Op zaterdagochtend werk ik in Menen. Sinds enkele weken heb
ik de gewoonte om te voet te gaan werken die dag. Daarvoor deed ik dat op de
fiets. Het ritueel van dat wandelen maakt me wakkerder. Ik geniet van dit
vroegemorgenmoment. Ook al ben ik helemaal geen vroege vogel. De stad wordt op
zaterdagmorgen door een mooie rust bedekt. Meestal is het 8u15 als ik bij het
Vander Merschplein ben. De stilte bevangt me steeds. Tot op het moment dat er
een zwerm kauwen door het zwerk klieft. Ze klieven natuurlijk niet echt, ze
vliegen. Maar het geluid dat ze maken, doet me denken aan pikhouwelen in de
lucht. Zeker met mijn lijf dat nog liever in eendendons zou liggen. Daarnaast hoor ik ook kraaien en andere vogels.
Af en toe het rolluik van een wakkere bewoner. Mijn voetstappen en het
geklepper van mijn tas. Veel meer hoor ik op die schrale winterochtenden niet.
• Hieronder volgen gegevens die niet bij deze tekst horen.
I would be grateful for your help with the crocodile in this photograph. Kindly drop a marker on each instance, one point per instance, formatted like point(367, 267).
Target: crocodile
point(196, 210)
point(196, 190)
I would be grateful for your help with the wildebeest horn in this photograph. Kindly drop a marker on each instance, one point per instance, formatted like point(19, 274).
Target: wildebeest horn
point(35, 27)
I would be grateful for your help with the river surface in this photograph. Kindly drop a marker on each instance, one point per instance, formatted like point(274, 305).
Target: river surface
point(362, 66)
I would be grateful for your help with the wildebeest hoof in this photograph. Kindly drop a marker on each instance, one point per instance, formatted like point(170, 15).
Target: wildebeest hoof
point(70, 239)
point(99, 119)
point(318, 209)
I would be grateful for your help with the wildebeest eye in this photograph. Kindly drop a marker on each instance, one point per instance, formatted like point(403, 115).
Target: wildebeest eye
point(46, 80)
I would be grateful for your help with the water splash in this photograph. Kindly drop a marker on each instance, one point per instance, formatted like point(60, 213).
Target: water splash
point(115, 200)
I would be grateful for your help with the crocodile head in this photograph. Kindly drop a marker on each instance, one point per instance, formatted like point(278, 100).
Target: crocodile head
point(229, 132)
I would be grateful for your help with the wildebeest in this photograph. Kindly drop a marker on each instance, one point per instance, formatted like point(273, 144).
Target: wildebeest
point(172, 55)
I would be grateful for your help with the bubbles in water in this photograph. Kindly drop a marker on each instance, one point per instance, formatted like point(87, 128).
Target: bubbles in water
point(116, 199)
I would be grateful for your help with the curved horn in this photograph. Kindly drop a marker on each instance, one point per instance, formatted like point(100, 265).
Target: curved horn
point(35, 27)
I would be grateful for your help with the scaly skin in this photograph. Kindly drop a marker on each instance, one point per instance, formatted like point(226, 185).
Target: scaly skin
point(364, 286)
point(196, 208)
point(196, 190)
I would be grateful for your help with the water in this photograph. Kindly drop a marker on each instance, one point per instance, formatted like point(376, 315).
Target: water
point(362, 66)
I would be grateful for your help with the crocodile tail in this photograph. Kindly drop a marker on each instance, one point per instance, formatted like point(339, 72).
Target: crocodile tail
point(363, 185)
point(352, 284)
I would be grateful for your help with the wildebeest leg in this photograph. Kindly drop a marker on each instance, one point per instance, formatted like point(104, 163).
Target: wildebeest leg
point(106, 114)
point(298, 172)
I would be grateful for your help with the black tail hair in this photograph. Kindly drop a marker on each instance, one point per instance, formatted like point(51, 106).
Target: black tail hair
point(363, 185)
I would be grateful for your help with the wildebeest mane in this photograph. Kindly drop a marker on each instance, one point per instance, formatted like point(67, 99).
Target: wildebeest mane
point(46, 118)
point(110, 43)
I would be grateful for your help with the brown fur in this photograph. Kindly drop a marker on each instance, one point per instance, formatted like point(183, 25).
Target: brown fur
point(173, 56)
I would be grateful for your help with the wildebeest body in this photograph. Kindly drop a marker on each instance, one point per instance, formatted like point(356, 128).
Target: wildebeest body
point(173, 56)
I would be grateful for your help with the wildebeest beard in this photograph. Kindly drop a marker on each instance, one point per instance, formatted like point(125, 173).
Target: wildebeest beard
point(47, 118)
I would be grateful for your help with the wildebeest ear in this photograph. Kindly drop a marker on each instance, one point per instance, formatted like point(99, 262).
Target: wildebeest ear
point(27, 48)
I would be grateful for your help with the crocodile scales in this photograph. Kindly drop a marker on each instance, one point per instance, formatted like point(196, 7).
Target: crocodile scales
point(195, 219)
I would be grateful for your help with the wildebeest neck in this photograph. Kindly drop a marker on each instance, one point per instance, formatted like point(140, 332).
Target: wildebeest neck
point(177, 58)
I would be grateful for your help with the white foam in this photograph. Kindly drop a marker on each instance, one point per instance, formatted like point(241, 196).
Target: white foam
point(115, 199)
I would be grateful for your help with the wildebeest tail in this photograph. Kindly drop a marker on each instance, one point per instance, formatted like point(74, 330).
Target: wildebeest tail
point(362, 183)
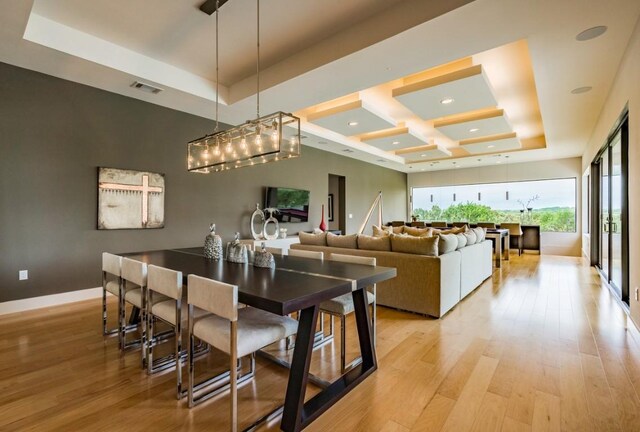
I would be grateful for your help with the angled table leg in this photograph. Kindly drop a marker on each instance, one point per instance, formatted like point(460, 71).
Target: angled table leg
point(298, 414)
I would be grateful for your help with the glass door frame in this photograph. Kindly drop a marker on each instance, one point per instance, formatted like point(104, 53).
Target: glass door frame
point(597, 224)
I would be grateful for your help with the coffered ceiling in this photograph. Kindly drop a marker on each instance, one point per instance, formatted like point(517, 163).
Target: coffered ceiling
point(507, 66)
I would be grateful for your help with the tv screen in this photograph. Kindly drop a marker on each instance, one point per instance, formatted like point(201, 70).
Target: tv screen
point(293, 204)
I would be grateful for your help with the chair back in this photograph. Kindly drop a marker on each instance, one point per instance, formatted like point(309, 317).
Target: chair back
point(306, 254)
point(354, 259)
point(165, 281)
point(134, 271)
point(216, 297)
point(112, 264)
point(487, 225)
point(439, 224)
point(513, 227)
point(275, 251)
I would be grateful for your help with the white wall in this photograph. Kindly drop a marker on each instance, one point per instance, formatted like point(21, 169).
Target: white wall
point(625, 90)
point(551, 243)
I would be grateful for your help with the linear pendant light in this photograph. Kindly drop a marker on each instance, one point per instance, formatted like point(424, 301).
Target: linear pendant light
point(266, 139)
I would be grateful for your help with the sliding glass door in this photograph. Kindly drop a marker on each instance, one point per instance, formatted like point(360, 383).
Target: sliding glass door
point(611, 166)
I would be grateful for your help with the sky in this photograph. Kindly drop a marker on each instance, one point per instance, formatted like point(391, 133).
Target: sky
point(551, 193)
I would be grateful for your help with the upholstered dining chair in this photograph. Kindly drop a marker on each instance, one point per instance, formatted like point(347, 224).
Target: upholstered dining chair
point(515, 230)
point(306, 254)
point(342, 306)
point(111, 283)
point(164, 302)
point(134, 287)
point(236, 332)
point(491, 225)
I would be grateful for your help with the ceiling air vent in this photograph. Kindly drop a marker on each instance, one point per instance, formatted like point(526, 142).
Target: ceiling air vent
point(148, 88)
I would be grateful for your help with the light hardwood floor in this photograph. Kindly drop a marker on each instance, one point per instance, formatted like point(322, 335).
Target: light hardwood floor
point(542, 345)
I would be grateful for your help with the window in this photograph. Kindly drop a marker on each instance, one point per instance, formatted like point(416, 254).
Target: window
point(548, 203)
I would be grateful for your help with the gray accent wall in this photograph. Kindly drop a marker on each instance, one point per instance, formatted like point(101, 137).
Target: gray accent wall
point(54, 134)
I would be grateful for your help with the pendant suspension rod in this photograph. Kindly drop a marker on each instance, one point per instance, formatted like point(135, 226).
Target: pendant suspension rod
point(258, 60)
point(217, 68)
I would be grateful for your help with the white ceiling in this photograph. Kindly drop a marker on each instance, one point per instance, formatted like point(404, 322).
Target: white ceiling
point(318, 51)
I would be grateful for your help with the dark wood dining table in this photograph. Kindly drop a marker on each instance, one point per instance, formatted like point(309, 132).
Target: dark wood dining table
point(295, 284)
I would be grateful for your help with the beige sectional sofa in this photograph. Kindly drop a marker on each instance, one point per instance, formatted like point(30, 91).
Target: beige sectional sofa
point(430, 285)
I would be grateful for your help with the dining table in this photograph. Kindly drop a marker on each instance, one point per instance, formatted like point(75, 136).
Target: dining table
point(294, 284)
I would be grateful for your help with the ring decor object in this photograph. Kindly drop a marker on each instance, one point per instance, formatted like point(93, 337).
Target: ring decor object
point(257, 216)
point(213, 244)
point(272, 220)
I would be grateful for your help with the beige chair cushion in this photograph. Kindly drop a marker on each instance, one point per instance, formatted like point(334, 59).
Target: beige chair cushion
point(381, 231)
point(462, 240)
point(113, 287)
point(166, 310)
point(471, 237)
point(313, 239)
point(374, 243)
point(347, 241)
point(343, 305)
point(481, 234)
point(418, 232)
point(256, 329)
point(447, 243)
point(415, 245)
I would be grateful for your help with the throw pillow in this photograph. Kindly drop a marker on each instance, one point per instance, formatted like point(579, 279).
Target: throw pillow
point(381, 231)
point(374, 243)
point(471, 237)
point(313, 239)
point(415, 245)
point(480, 233)
point(418, 232)
point(347, 241)
point(462, 240)
point(447, 243)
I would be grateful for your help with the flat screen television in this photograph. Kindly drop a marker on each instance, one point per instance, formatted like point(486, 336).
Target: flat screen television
point(293, 204)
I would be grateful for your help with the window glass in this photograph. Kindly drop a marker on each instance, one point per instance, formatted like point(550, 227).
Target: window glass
point(548, 203)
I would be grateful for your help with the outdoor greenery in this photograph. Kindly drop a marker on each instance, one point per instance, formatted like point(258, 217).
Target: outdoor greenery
point(556, 219)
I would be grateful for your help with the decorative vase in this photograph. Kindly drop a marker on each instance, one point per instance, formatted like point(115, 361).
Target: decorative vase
point(323, 224)
point(213, 244)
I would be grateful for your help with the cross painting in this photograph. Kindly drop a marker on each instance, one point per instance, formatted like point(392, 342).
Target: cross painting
point(130, 199)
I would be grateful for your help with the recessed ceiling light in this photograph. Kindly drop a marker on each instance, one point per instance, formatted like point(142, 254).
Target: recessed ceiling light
point(580, 90)
point(591, 33)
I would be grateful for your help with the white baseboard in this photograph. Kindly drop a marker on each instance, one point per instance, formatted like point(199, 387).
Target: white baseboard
point(50, 300)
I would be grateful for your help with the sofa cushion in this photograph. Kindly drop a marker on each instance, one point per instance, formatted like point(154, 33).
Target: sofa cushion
point(462, 240)
point(415, 245)
point(471, 237)
point(480, 233)
point(381, 231)
point(447, 243)
point(346, 241)
point(418, 232)
point(313, 239)
point(374, 243)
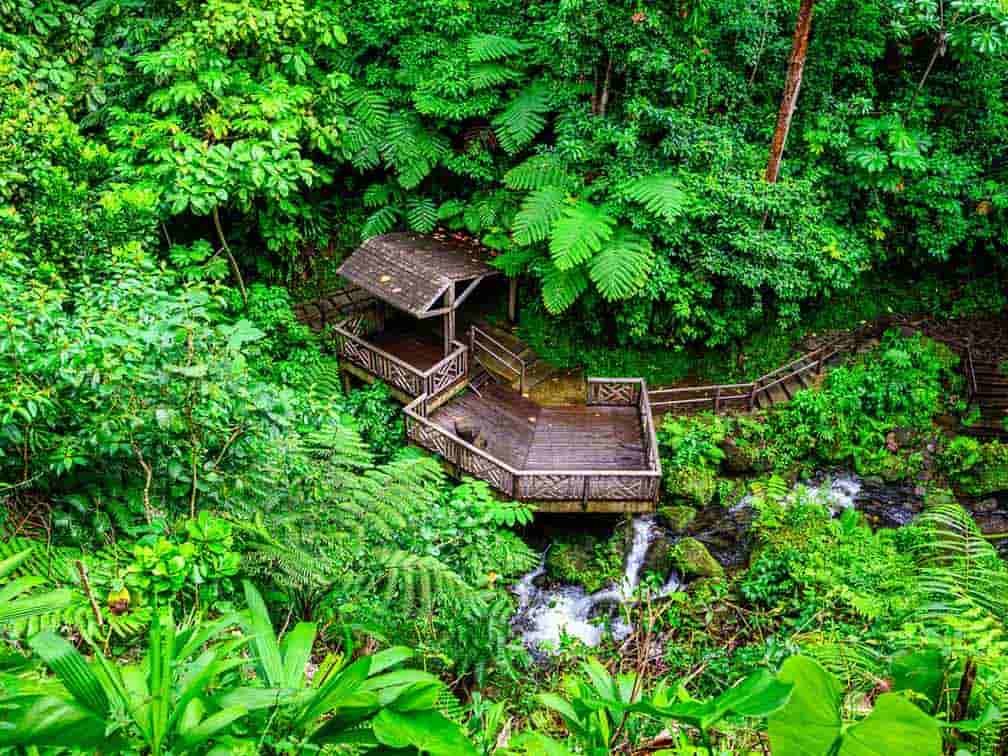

Zaterdag viel het me op dat hoe meer ik mijn werk naderde,
de geur van een ander soort gevogelte mij vergezelde: de geur van gebraden
kippetjes op de markt. Het was me eigenlijk nog niet eerder opgevallen. Nu zat
de wind goed of mijn reukorgaan had misschien een topdag. In mijn gedachten zag
ik evenveel kippenkonten als ik al vogels had gezien, draaiend aan het spit.
Zelf koop ik nooit spitkip. Al doet de geur natuurlijk watertanden. Ook op een
doordeweekse ochtendwandeling naar het werk en kan ik me niet voorstellen dat
ik het op dit tijdstip zou kunnen naar binnenspelen.